I used to be one. There were short moments of violence, often after an escalating, bitter argument, then the commitment to never let it happen again. And then after a few months it would happen again. And again. Until one time I looked for help, which was difficult. Most resources are there for women victims. I discovered there ARE resources out there for abusers who want to change, but struggle without outside help. Places like the DVIP (domestic violence intervention project). I went to a 6 month during group support session in which you constantly analysed arguments, behaviours etc. It was scary at first, but it really helped to face your issues and not avert responsibility or gloss over them.

The people there were surprisingly diverse, from a wealthy interior architect for banking firms to a tattooed ex-con. There seemed to be little tying them together aside from the abuse. I discovered that they were not terrible people either, just that they had a part of them that had caused them to be abusive. Like, the insight was that their entire self wasn't just the abuse.

I was surprised that the group leaders understood many of the mechanics that underlay the cycle of abuse better than me, and they gave me lots of resources that helped me develop a more respectful relationship. I would highly recommend it to anyone, either the DVIP or a local equivalent service.

After all that, I still notice that I need to be very, very wary not to revert back to my past behaviours during arguments. But it has improved a thousand times, and I never thought I'd be able to change those behaviours. For anyone in a similar situation reading this, if you haven't been able to change it by yourself, just seek this outside help, however embarrassing it may be.

019283745658947871 karma

The first time it happened was after a night out. It was a stupid reason: I felt like my partner was not listening to my suggestions on how to get public transport back and that she was being disrespectful, and I got extremely angry and I pushed her. Afterwards I felt weird.
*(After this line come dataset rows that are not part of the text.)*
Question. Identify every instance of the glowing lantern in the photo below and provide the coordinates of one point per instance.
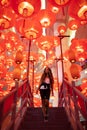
(12, 36)
(78, 45)
(28, 28)
(84, 86)
(81, 56)
(62, 29)
(5, 3)
(2, 46)
(7, 18)
(19, 57)
(59, 2)
(71, 56)
(78, 9)
(73, 24)
(46, 18)
(84, 80)
(26, 8)
(17, 73)
(45, 43)
(54, 8)
(2, 72)
(75, 70)
(10, 46)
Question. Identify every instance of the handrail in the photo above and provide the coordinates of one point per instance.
(75, 103)
(9, 104)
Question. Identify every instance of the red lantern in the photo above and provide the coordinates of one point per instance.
(5, 3)
(62, 29)
(17, 73)
(46, 18)
(19, 57)
(71, 55)
(45, 42)
(54, 8)
(73, 24)
(78, 9)
(78, 45)
(84, 86)
(7, 18)
(75, 70)
(26, 8)
(28, 28)
(59, 2)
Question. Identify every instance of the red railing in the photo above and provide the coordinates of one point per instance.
(14, 104)
(76, 105)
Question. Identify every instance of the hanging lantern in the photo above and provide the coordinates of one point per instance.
(5, 3)
(54, 8)
(79, 45)
(62, 29)
(26, 8)
(75, 70)
(78, 9)
(59, 2)
(71, 56)
(84, 86)
(28, 28)
(81, 56)
(19, 57)
(46, 18)
(73, 24)
(45, 42)
(12, 36)
(7, 18)
(17, 73)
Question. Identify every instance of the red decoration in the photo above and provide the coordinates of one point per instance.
(78, 9)
(59, 2)
(7, 17)
(62, 29)
(73, 24)
(75, 70)
(26, 8)
(19, 57)
(28, 28)
(46, 18)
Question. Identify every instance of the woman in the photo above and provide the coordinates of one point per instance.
(45, 87)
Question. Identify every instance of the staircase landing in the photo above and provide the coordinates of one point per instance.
(57, 120)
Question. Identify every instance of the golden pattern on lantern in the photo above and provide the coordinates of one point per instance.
(46, 18)
(5, 3)
(54, 8)
(44, 42)
(59, 2)
(19, 57)
(73, 24)
(75, 70)
(78, 9)
(62, 29)
(26, 8)
(71, 56)
(17, 73)
(28, 28)
(7, 17)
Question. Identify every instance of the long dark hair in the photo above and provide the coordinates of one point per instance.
(47, 74)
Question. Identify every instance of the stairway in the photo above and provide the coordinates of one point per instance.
(57, 120)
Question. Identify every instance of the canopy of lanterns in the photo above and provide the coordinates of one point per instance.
(23, 21)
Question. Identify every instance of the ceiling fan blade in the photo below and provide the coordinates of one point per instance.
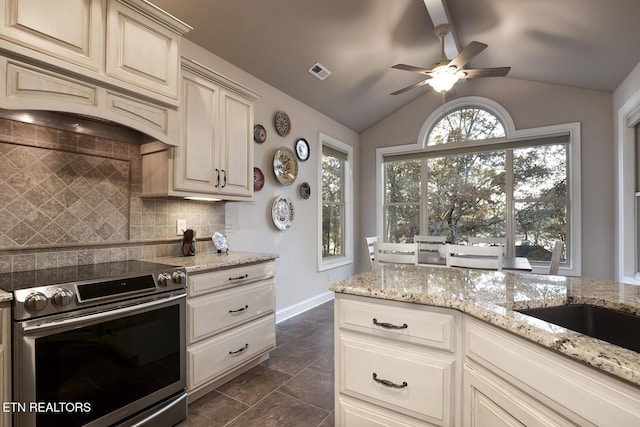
(486, 72)
(398, 92)
(467, 54)
(412, 68)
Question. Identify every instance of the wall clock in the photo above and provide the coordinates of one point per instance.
(282, 123)
(302, 149)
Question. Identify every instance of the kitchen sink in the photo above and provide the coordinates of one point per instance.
(605, 324)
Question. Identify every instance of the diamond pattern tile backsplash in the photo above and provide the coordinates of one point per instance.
(70, 198)
(51, 196)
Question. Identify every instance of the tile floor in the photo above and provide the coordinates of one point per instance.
(293, 388)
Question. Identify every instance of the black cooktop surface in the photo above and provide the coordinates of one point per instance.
(78, 273)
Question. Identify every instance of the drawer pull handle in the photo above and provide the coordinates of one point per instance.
(389, 383)
(240, 350)
(389, 325)
(239, 310)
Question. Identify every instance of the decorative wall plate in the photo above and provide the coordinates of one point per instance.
(282, 123)
(282, 213)
(305, 190)
(259, 134)
(258, 179)
(285, 166)
(302, 149)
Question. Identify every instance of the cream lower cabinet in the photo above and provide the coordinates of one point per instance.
(230, 325)
(509, 381)
(396, 364)
(5, 361)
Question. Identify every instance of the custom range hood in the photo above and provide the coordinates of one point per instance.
(77, 123)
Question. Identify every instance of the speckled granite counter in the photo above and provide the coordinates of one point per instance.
(5, 296)
(493, 297)
(212, 261)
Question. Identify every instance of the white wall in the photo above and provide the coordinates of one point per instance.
(299, 285)
(530, 105)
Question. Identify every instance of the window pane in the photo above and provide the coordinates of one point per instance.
(402, 222)
(540, 172)
(538, 226)
(402, 181)
(332, 236)
(466, 124)
(466, 196)
(332, 206)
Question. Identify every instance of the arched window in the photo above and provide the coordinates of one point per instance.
(473, 179)
(466, 124)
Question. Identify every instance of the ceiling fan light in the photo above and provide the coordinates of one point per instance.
(443, 78)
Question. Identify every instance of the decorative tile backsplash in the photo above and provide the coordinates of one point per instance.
(68, 198)
(50, 196)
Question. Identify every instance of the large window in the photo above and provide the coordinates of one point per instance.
(472, 180)
(336, 225)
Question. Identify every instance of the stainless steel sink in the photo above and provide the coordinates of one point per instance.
(605, 324)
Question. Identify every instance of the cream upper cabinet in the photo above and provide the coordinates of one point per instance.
(142, 50)
(127, 45)
(71, 30)
(215, 156)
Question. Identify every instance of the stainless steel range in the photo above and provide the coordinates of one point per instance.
(99, 345)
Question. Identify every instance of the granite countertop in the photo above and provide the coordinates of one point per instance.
(493, 296)
(212, 261)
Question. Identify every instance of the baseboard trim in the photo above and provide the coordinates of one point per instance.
(303, 306)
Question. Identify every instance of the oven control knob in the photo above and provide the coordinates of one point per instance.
(35, 301)
(62, 297)
(178, 277)
(164, 279)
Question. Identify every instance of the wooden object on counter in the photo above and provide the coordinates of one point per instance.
(230, 323)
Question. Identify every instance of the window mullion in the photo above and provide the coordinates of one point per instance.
(510, 205)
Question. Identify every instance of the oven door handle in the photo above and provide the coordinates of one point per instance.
(95, 317)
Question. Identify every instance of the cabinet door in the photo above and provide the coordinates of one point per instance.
(71, 30)
(235, 149)
(195, 158)
(141, 51)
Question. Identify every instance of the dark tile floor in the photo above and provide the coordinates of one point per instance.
(293, 388)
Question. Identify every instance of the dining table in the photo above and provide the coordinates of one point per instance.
(508, 263)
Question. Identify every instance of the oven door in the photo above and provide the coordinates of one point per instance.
(100, 367)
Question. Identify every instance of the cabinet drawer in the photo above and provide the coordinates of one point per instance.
(428, 393)
(425, 328)
(202, 283)
(213, 313)
(215, 357)
(354, 413)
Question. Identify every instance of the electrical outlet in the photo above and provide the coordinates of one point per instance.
(181, 226)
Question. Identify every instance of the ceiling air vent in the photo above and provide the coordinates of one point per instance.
(320, 71)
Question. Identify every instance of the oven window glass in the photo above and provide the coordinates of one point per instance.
(108, 365)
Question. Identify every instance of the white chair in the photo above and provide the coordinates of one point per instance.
(556, 254)
(489, 241)
(484, 257)
(429, 243)
(395, 253)
(370, 241)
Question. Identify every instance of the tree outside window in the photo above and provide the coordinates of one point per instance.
(333, 202)
(471, 181)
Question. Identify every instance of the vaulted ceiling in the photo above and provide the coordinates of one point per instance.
(591, 44)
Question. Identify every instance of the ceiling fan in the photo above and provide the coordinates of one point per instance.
(445, 73)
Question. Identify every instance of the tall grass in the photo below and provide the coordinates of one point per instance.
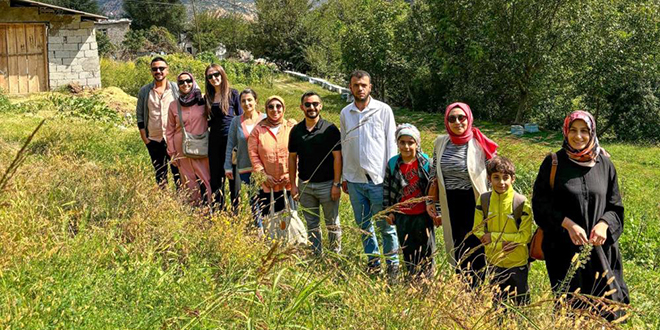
(87, 240)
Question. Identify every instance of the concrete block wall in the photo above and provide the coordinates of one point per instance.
(73, 54)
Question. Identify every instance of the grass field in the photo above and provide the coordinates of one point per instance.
(87, 240)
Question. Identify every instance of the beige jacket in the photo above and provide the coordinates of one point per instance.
(477, 170)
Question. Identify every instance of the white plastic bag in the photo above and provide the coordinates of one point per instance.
(285, 225)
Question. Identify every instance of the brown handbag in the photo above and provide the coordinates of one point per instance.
(535, 249)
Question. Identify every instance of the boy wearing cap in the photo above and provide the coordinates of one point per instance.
(405, 184)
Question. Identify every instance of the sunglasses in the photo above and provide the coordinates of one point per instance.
(456, 119)
(213, 75)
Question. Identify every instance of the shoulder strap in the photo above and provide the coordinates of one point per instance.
(178, 108)
(485, 203)
(518, 205)
(553, 170)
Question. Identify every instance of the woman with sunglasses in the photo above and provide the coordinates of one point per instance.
(239, 131)
(582, 206)
(193, 113)
(222, 105)
(268, 146)
(458, 179)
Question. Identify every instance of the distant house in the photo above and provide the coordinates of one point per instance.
(115, 29)
(43, 46)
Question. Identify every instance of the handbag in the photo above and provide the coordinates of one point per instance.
(193, 145)
(535, 246)
(285, 225)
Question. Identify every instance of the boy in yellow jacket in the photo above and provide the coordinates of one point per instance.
(503, 223)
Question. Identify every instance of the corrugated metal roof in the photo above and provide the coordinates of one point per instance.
(30, 3)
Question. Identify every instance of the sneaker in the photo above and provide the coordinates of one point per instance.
(373, 270)
(393, 273)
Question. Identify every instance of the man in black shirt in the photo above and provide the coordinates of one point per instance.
(315, 155)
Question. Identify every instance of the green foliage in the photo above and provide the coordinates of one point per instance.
(131, 76)
(170, 14)
(231, 30)
(91, 108)
(280, 34)
(156, 39)
(512, 61)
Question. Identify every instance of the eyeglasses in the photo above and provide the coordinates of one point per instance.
(212, 75)
(456, 119)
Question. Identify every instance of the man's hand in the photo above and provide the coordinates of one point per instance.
(508, 246)
(598, 234)
(437, 220)
(335, 193)
(390, 219)
(486, 239)
(294, 192)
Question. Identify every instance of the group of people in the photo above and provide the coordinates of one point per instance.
(393, 185)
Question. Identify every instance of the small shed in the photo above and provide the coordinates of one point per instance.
(43, 46)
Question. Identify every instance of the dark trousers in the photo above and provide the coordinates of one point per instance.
(160, 159)
(469, 255)
(513, 284)
(417, 240)
(217, 151)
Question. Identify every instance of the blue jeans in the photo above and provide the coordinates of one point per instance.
(367, 200)
(253, 196)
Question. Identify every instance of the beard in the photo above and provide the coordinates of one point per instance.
(311, 114)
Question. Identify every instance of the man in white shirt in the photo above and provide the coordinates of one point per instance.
(368, 142)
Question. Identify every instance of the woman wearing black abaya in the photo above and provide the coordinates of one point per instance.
(584, 207)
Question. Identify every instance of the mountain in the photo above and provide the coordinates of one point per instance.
(113, 8)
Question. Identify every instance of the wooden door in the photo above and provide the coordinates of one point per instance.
(23, 58)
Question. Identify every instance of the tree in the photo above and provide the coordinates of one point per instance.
(231, 30)
(279, 32)
(170, 14)
(89, 6)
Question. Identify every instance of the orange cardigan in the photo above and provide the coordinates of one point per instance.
(270, 152)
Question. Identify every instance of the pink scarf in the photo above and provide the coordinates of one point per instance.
(489, 147)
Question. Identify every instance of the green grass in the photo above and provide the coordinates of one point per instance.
(88, 242)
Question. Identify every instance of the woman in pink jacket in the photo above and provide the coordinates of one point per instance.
(194, 171)
(268, 147)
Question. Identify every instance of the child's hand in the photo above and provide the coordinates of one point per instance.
(390, 219)
(486, 239)
(508, 246)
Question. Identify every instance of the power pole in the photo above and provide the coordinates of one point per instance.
(199, 43)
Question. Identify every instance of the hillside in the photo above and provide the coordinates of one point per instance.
(87, 241)
(113, 8)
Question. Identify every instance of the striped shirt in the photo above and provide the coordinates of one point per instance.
(454, 167)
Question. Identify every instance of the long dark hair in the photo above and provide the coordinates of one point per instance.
(210, 90)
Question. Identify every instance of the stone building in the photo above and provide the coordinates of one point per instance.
(115, 29)
(43, 46)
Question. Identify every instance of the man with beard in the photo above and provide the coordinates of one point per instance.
(151, 112)
(368, 142)
(315, 155)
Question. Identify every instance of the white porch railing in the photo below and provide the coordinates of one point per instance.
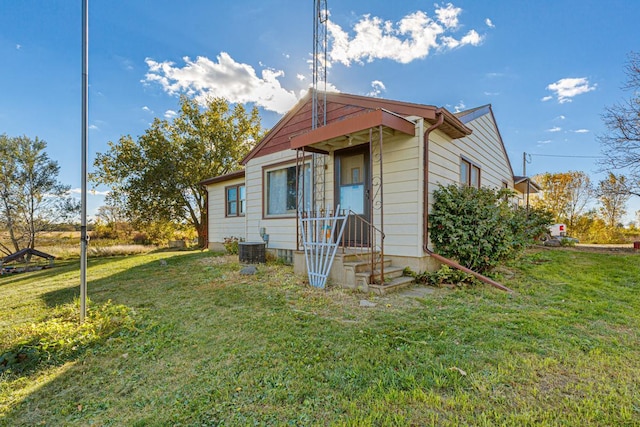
(321, 236)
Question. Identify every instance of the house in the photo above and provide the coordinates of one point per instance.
(379, 160)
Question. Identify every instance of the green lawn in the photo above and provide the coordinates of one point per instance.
(213, 347)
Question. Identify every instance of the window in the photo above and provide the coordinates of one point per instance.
(280, 190)
(236, 200)
(469, 173)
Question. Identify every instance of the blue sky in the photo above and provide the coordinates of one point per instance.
(548, 68)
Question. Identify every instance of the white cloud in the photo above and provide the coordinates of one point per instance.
(448, 15)
(234, 81)
(89, 192)
(459, 107)
(567, 88)
(377, 87)
(412, 37)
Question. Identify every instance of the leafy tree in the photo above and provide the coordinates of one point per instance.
(157, 176)
(31, 198)
(479, 227)
(613, 195)
(565, 194)
(621, 145)
(111, 220)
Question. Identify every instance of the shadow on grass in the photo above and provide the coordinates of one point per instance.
(126, 287)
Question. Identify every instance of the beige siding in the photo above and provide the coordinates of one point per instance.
(483, 148)
(402, 186)
(219, 225)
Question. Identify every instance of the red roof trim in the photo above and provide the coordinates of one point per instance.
(354, 124)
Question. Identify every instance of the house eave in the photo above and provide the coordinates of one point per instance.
(223, 178)
(352, 125)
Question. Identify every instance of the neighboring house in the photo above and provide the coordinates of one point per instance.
(380, 159)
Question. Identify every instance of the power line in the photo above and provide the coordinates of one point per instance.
(565, 155)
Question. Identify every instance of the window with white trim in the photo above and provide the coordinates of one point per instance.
(280, 190)
(235, 200)
(469, 173)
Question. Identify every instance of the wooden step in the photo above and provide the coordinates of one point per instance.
(389, 273)
(360, 266)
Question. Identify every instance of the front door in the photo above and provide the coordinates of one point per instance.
(352, 191)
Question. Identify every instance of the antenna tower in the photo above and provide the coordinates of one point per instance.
(319, 100)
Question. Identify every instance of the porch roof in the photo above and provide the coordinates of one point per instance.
(525, 184)
(379, 117)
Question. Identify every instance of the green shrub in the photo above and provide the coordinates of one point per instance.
(445, 275)
(480, 228)
(231, 244)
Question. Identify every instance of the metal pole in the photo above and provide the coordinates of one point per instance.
(85, 128)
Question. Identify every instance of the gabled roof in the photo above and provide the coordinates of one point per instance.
(468, 116)
(341, 106)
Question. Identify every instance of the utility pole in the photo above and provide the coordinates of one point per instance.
(85, 131)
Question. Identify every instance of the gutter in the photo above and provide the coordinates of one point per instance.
(425, 212)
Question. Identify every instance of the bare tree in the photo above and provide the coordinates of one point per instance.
(613, 195)
(565, 194)
(31, 198)
(621, 144)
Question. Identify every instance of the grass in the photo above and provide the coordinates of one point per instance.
(210, 346)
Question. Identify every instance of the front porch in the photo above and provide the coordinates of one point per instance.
(346, 173)
(352, 270)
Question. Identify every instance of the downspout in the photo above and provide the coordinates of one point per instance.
(425, 212)
(425, 182)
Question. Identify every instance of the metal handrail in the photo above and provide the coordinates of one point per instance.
(375, 257)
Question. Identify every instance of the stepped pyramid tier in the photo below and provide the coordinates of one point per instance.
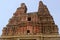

I never saw myself as someone who would do something like this. I was very keen to just forget about it as soon as possible. Images of what had happened kept coming back to me.

When did you notice the pattern?

When it kept happening despite promises to my partner and myself that it would never happen again. Every time I was disgusted with myself. At one point it felt like the only option left was to get help.

Can you see when (in case you did) you started to isolate the other person? When did you realize that there was belittling?

I didn't do this, believe it or not. At the group sessions there were many people who would do things like track the person's phone, or be extremely jealous to the point of trying to isolate their partner. Or who would tell the partner she would never amount to anything, all that kind of stuff. I am completely not a jealous person and I always was supportive of my partner when she tried to start education or start a new hobby.

Abuse is invariably about control, and for me it was for me primarily trying to control her behaviour during an argument when I had decided it was getting out of hand and had to stop there and then, and I used violence to control the situation. Even during this period I wanted her to do well and succeed in things she set out to do. Of course, the violence was not conductive to this, or to her confidence.

019283745658947854 karma

That being said, I don't think alcohol is ever an excuse for domestic violence. It is often used as a justification, or an explanation: "I am not an abuser, it is simply the alcohol!".

019283745658947828 karma

I am sharing this story, not out of pride, but because I remember when I was looking for similar stories I didn't find any. If I were me 2 years ago, and I would stumble upon this comment, it would have helped me get better. It would have helped lay out a road map to recovery, and might make the partner of whoever read it to no longer be abused.